Man is, for better or worse, an indispensable component of the ecosystem, and we have a lot of management to do, both now and in the future. In fact, we are already way behind. The fire that burned an impression on my mind recently was the one that charred thousands of acres from Newhalem up the mossy canyon along Route 20 to the Diablo Dam in August 2015. We here in the San Juan Islands complacently think of ourselves as insulated from what happens on the mainland, not to mention farther east where it is traditionally drier and hotter.
The facts may be quite different. Most of us who have been working with our local plants and/or in the Orcas woods for decades perceive a shift in heat and precipitation, all leading to hotter, longer and drier summers which create conditions conducive for fire. As of July 3, the U.S. Drought Monitor has all of western Washington state in “abnormally dry” and much of it south of Federal Way in “moderate drought.” In the San Juan Islands, we are far more susceptible to wildfire than most any other area west of the Cascade Crest because of both the rainshadow that gives us our unique weather and all the Madrona trees.
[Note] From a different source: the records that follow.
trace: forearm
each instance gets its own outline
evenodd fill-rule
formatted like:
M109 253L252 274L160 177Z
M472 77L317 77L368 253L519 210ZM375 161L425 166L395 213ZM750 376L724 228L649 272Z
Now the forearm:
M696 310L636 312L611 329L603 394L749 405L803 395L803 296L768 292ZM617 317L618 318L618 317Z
I’ve been observing shocking examples of major non-management and neglect representing obvious fire disasters just waiting to happen all over Orcas Island. I understand we’re all stressed out about things, overextended in mental bandwidth and short on money, but those things won’t matter when the flames are rushing up the hillside toward your house through the dry brush that stood untouched for years and decades. So when the rains begin again and it’s safe to work in the woods without starting a fire from a spark from a chainsaw, remember that lots of people who are in the business of cutting, chipping and burning are looking for work in the rainy months. They can help you be responsible for a fire-wise plan of action. Meanwhile, there are some simple things you can do or just think about in order to be prepared for the curveball that a random fire may throw your way.
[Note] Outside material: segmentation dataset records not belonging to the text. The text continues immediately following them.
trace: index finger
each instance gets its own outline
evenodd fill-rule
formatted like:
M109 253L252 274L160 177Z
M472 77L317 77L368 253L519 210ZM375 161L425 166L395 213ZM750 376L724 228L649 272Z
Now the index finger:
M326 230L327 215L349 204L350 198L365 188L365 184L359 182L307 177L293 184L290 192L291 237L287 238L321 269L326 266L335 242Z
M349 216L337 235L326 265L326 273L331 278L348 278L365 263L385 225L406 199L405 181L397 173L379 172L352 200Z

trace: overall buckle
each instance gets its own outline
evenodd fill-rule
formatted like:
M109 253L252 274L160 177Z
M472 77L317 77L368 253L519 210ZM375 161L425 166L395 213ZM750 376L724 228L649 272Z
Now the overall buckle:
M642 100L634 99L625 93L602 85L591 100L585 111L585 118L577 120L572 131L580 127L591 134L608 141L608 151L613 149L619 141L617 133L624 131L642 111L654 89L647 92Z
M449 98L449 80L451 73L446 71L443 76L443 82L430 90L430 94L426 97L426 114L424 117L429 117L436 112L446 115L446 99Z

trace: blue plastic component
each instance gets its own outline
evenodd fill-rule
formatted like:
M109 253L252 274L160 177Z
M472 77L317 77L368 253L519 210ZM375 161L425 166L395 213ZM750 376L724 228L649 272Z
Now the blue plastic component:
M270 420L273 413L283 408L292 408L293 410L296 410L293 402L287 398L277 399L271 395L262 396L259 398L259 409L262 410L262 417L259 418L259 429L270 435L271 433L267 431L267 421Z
• Have an evacuation plan ready and know it well. This should include a list of things you will take along with you, and your escape route, contact info held by others, and contacts for agreed-upon people with whom you can stay for a few nights.
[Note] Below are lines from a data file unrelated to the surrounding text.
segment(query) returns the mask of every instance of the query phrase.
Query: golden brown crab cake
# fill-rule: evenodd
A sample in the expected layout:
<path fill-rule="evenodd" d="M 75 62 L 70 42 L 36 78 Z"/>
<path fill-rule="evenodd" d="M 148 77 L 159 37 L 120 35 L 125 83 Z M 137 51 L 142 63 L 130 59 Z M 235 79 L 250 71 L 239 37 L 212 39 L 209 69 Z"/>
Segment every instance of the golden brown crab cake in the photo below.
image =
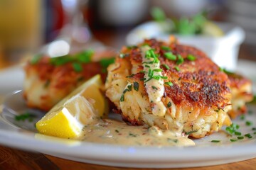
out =
<path fill-rule="evenodd" d="M 232 94 L 232 110 L 228 112 L 231 118 L 247 111 L 245 103 L 253 99 L 252 81 L 240 74 L 230 72 L 224 72 L 230 80 Z"/>
<path fill-rule="evenodd" d="M 97 57 L 100 60 L 99 55 Z M 23 97 L 27 106 L 49 110 L 93 76 L 100 74 L 102 81 L 105 81 L 107 76 L 105 67 L 114 62 L 113 58 L 92 62 L 83 57 L 80 60 L 71 59 L 70 56 L 56 58 L 41 56 L 36 62 L 28 61 L 24 67 L 23 83 Z"/>
<path fill-rule="evenodd" d="M 147 40 L 123 48 L 107 71 L 106 96 L 132 125 L 200 138 L 231 123 L 228 77 L 194 47 Z"/>

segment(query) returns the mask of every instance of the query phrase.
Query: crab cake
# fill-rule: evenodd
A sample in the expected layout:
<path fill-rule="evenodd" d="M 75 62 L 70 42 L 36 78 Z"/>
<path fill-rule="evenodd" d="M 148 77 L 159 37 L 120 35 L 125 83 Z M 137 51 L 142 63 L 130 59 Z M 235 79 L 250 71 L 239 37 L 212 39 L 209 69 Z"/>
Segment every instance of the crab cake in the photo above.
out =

• Have a plan for your pets, and confirm it with those who will have responsibilities and/or those whom you expect to accept living with your pets.
• Clean your roof gutters. They are not wet anymore and most likely filled with dry leaf/needle/cone debris which can easily ignite to set your roof on fire
• Know your defensible areas around the house in the event you want to stand your ground with an oncoming fire. Be sure you assess the risks realistically, and have a last-minute exit strategy in place.
• Eliminate flash fuels such as ocean spray, blackberries, and scotch broom, and eliminate ladder fuels such as the brush named above that is growing up into the trees, as well as lower branches of grown trees.
• Eliminate any dream about our island’s awesome and fully capable EMS and firefighters coming to your rescue. They will most likely be rescuing others or fighting other fires.
• Take responsibility for yourself and your neighbors by doing the work to make your neighborhood safe and secure an escape route for your shared road.